[skip-ci] [Do Not Merge] Experiment on `iterator_collections` structure

[isVoid]

Description

This PR demonstrates the idea of a iterator_collections structure, in an attempt to simplify the header only API interface.

In arrow LIST type structure, there might be nested iterables that utilizes a random accessible offset array to index into child arrays. Currently, cuspatial exposes the APIs by accepting a "flattened" view/iterator list of the nested columns.

This can easily make the input cumbersome. To show case the complexity, a multipolygon-multipolygon distance API may look like:

auto polygon_distance(
   OffsetIteratorA polygonA_geometry_offsets_begin,
   OffsetIteratorA polygonA_geometry_offsets_end,
   OffsetIteratorB polygonA_parts_offsets_begin,
   OffsetIteratorB polygonA_parts_offsets_end,
   OffsetIteratorC polygonA_ring_offsets_begin,
   OffsetIteratorC polygonA_ring_offsets_end,
   VecIterator polygonA_coordinates_begin,
   VecIterator polygonA_coordinates_end,
   OffsetIteratorD polygonB_geometry_offsets_begin,
   OffsetIteratorE polygonB_parts_offsets_begin,
   OffsetIteratorE polygonB_parts_offsets_end,
   OffsetIteratorF polygonB_ring_offsets_begin,
   OffsetIteratorF polygonB_ring_offsets_end,
   VecIterator polygonB_coordinates_begin,
   VecIterator polygonB_coordinates_end,
   OutputIterator distance_begin,
   rmm::cuda_stream_view stream
)

An iterator_collection packages up the inputs of different levels of input in a structure and provides different level of iteration to thrust algorithms. Ideally this may simplify the API to be like:

auto polygon_distance(
   iterator_collections::multipolygon_array<...> multipolygon1
   iterator_collections::multipolygon_array<...> multipolygon2
   OutputIterator distance_begin,
   rmm::cuda_stream_view stream
)

An iterator_collection can also provide different levels of iterators to allow developers to write kernel at their desired paralleled level. For example:

The below computes the multipoint distance with pair-wise parallel model.

thrust::transform(
  multipoint1.geometry_begin(), multipoint1.geometry_end(), multipoint2.geometry_begin(), distances_first, multipoint_wise_distance_op{});

and the below computes the distance with point-wise parallel model with a custom kernel.

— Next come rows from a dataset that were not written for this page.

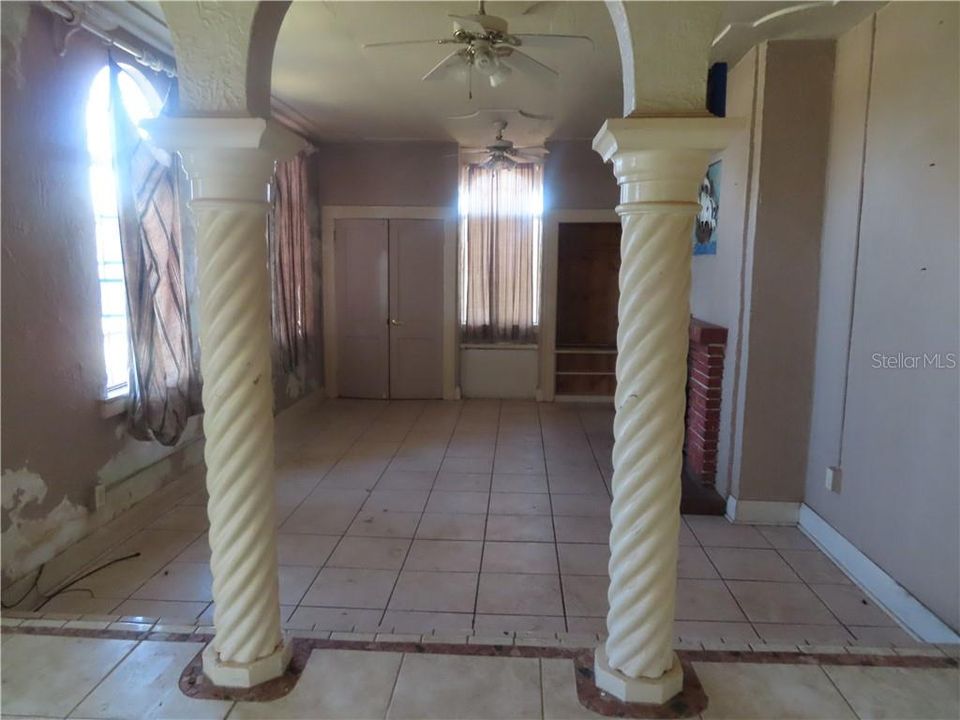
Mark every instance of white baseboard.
[727,495,800,525]
[799,505,960,644]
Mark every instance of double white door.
[334,218,444,399]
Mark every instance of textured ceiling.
[118,0,884,145]
[273,2,622,148]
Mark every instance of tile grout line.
[383,653,407,718]
[470,400,503,632]
[286,401,392,632]
[537,405,568,632]
[817,665,863,718]
[377,404,463,632]
[64,640,143,718]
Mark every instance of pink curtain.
[460,163,543,343]
[110,60,201,445]
[268,153,312,372]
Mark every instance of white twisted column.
[594,118,730,704]
[139,118,303,687]
[191,200,281,676]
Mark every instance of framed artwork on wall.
[693,160,721,255]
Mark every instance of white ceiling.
[112,0,884,145]
[273,2,622,144]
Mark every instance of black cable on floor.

point_wise_distance_kernel<<<...>>>(
   multipoint1.geometry_offset.begin(),
   multipoint1.geometry_offset.end(),
   multipoint1.point_offset.begin(),
   multipoint1.point_offset.end(),
   multipoint2.geometry_offset.begin(),
   multipoint2.geometry_offset.end(),
   multipoint2.point_offset.begin(),
   multipoint2.point_offset.end(),
)

Update 09/23

After pairing with @thomcom, we introduced multilinestring_array iterator collections and adopted this towards point_linestring_distance kernel. This iterator collections supports traversing upwards in the nested hierarchy. Point-linestring distance kernel is launched upon each point in the multilinestring, thus the newly introduced structure should provide ways to retrieve the part/geometry index of the point that current thread operates on, this is essential to finding the corresponding multipoint in the pair. What this has demonstrated is that:

1. Several explicit dereference in the original kernel can be abstracted nicely in the multilinestring_array structure.
2. Some restriction in thrust makes dereferencing a bit cumbersome in kernel, but when wrapped with the new structure, the return type of the method can be made explicit and thus can make use of the implicit cast from thrust::device_reference<T> -> T&, further simplifying the kernel code path.
3. Range based for loop is more succinct than nested for_each.

Checklist

• [ ] I am familiar with the Contributing Guidelines.
• [ ] New or existing tests cover these changes.
• [ ] The documentation is up to date with these changes.